OR3O Dual Mobility Liners
K-Number: K232667 · 2023-10-27
ApplicantSmith & Nephew, Inc.
Decision Date2023-10-27
Product CodeLPH
Advisory CommitteeOR
DecisionSubstantially Equivalent
Device Summary
OR3O Dual Mobility Liners is a medical device manufactured by Smith & Nephew, Inc.. It received FDA 510(k) clearance on 2023-10-27 under approval number K232667. The device is classified under product code LPH. It was reviewed by the OR advisory panel. FDA Decision: Substantially Equivalent.

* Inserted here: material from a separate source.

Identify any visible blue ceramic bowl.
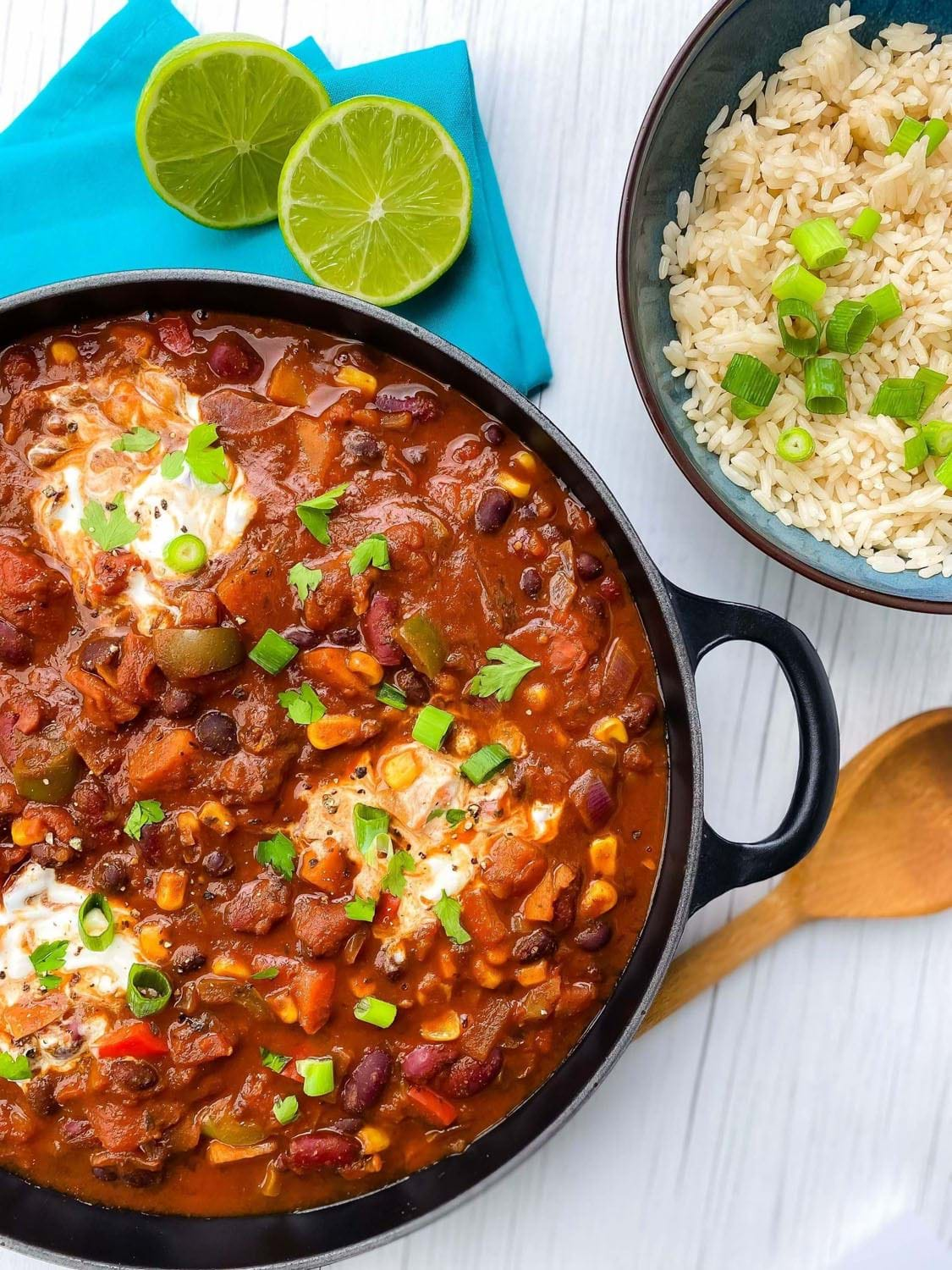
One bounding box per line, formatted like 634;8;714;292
617;0;952;614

Frequently Asked Questions
What is the OR3O Dual Mobility Liners?
OR3O Dual Mobility Liners is a medical device that received FDA 510(k) clearance on 2023-10-27. It is manufactured by Smith & Nephew, Inc.. The 510(k) number is K232667.
When was OR3O Dual Mobility Liners approved by the FDA?

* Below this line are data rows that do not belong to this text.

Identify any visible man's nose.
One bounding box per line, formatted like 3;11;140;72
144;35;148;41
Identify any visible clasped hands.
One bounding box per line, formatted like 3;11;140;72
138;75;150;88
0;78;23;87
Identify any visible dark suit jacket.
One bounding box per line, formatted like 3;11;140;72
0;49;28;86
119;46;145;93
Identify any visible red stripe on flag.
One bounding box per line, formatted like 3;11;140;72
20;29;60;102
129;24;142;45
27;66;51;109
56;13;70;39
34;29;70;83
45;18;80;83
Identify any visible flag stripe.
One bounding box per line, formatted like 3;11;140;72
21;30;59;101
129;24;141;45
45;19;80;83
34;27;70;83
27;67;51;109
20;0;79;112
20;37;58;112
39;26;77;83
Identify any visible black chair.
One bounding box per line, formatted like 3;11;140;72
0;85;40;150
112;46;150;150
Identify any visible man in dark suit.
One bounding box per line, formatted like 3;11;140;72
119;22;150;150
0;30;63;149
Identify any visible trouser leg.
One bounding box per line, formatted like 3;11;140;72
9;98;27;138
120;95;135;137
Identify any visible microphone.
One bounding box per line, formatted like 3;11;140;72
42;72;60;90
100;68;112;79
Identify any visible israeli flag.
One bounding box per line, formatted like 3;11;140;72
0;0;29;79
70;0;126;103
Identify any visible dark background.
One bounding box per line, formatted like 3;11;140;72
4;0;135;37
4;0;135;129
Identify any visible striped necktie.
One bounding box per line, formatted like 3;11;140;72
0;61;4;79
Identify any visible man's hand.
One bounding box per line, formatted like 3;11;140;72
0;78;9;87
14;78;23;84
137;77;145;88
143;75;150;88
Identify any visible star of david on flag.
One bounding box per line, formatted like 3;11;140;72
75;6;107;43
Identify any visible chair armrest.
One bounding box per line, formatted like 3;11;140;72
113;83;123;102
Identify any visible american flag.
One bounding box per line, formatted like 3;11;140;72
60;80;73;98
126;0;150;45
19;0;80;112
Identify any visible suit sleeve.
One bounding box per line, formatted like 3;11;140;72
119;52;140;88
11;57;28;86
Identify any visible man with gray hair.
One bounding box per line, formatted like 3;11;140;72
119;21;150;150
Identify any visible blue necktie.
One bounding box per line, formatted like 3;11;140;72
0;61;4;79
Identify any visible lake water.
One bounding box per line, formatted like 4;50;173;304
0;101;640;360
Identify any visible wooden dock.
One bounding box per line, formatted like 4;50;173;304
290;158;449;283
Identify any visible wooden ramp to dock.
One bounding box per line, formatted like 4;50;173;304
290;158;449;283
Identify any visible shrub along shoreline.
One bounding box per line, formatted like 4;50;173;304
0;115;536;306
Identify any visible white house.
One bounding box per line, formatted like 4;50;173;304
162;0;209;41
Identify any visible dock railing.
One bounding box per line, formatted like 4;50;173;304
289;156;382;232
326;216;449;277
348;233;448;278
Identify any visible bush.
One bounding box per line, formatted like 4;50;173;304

OR3O Dual Mobility Liners received FDA 510(k) clearance on 2023-10-27, under approval number K232667.
What company makes OR3O Dual Mobility Liners?
OR3O Dual Mobility Liners is manufactured by Smith & Nephew, Inc..
What is the FDA product code for OR3O Dual Mobility Liners?
The FDA product code for OR3O Dual Mobility Liners is LPH.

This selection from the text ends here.